What better way to warm up in December than to visit any of the number of thermal spas or heated pools throughout the region. Visit Bagno Vignoni in southern Siena for the celebrated Roman period pool in the center of the main square. Other outdoor options include Casciana Terme near Pisa, Saturnia and Petriolo between Siena and Grosseto provinces, or Venturina along the Etruscan coast in Tuscany’s southwest.
Rent a car or travel by train for your best options to see as much of Tuscany as your schedule allows in an efficient and timely manner.
What to Do
Take advantage of the poor weather and head indoors to check out museums without the long lines and crowds. Discover some of the world’s most important works housed in Florence’s Uffizi Gallery or the Bargello Museum for a host of sculptures from Cellini to Donatello to Michelangelo. Next, visit Siena’s Gothic Duomo for its slew of treasures or the Duomo of San Gimignano for its New and Old Testament frescoes. And while you’re staying indoors, make a reservation for a night at the Opera. Try Florence’s modern Opera House or for a more intimate experience, tuck inside St. Stefano church in Siena or Church of San Giovanni in Lucca for a magical evening.
Pop into a historic caffè to break up your outdoor sightseeing amid authentic vintage settings with a warming beverage. Try Café dell’Ussero in Pisa or Caffè dei Costanti in Arezzo (bonus, the latter was a filming location for La Vita è Bella).
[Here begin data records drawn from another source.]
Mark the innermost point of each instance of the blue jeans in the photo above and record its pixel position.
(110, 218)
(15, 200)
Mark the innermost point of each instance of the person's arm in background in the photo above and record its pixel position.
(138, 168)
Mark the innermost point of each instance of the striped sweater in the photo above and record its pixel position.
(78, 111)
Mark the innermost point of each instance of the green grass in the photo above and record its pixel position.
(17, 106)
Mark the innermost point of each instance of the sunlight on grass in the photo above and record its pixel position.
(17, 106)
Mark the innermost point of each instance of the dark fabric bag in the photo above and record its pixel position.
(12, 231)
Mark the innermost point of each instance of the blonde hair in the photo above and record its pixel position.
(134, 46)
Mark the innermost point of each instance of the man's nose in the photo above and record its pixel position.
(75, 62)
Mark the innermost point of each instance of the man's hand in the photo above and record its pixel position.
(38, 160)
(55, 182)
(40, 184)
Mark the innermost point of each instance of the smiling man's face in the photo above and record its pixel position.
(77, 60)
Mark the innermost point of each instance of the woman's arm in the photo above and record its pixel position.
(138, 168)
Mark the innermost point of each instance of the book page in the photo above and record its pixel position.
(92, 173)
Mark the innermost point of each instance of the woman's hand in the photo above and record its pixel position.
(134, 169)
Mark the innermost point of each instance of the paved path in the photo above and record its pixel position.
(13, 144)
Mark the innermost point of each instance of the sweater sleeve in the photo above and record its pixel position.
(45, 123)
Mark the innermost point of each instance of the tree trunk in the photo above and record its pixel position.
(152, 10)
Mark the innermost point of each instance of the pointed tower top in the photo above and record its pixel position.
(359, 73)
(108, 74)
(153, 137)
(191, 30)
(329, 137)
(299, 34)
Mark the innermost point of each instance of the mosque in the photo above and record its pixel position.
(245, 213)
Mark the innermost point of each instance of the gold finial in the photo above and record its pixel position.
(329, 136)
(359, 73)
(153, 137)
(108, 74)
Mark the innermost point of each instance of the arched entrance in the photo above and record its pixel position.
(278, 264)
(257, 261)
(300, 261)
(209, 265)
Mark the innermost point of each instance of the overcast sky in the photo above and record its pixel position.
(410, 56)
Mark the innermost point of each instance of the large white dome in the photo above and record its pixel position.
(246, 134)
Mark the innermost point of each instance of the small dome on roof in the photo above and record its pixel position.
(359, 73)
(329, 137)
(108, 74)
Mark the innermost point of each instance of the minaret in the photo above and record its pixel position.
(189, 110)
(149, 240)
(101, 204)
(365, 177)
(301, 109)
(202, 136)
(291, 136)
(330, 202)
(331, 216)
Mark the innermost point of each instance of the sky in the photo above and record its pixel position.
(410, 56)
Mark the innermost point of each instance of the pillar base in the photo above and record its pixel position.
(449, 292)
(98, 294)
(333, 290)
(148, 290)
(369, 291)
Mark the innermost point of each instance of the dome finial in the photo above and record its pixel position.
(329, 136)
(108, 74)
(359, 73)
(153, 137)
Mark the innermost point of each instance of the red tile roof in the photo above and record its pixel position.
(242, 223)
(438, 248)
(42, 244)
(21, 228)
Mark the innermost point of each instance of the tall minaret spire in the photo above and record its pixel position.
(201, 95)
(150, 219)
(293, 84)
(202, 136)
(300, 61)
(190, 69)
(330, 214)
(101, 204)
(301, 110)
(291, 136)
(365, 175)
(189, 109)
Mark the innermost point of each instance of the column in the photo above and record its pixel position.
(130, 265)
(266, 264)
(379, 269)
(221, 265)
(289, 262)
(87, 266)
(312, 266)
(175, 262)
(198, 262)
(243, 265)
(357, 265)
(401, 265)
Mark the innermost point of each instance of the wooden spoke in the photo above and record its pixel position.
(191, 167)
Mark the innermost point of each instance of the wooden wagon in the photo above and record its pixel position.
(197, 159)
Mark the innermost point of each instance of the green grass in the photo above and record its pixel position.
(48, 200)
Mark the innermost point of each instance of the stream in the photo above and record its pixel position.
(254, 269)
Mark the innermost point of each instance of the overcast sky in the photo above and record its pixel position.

As Christmas approaches, every hamlet, town, and city hosts its own festive market offering plenty of Christmas cheer in their respective piazzas (plazas or square). Whatever town or city you happen to be in, wander the numerous stalls for the perfect gift or souvenir and as Tuscany is a region known for its food, sample local specialties like brigidini, befanini, and copate senesi to name a few. Piazza del Campo in Siena hosts the Mercato del Campo one of the region’s largest markets (dating back to the Middle Ages) with over 100 stalls selling crafts and the best local eats and wine. Keep an eye out too for the live nativity scenes (or presepi) throughout the region.
Toward the end of December, the focus shifts away from Christmas and to New Year's celebrations. Most towns across the region, like Pisa, Siena, Cortona, Livorno, and Arezzo ring in the New Year with live musical performances, theater, medieval re-enactments, and fireworks. If you plan on dining out, book in advance and prepare to be served a traditional meal of cotechino or zampone and lentils for good luck.
Events in December
Feast of the Immaculate Conception. Italians celebrate the immaculate conception of the Virgin Mary each year on December 8. Of course, this is a national holiday, which means all public offices are closed and many businesses as well. Special masses are held in churches and
La Fiaccole della Notte di Natale. The town of Abbadia San Salvadore continues the 1000-year old tradition of bonfires and torch-lit parades throughout the town to honor Christ’s birth every December 24.
Christmas Eve & Christmas Day. The 24 and 25 of December are celebrated in much the same way as they are in many English-speaking countries, with Italians spending time with their families. Although businesses and offices are closed for this national holiday, it's actually a relatively low-key affair. That's because the main Christmas holiday in Italy is Epiphany, which is celebrated on January 6 and signifies the end of Italy's 12 days of Christmas.
St. Stefano’s Day. December 26 marks a national holiday honoring the martyrdom of St. Stephen and sees people heading out of the home to celebrate with their friends and families. Expect country-wide closures.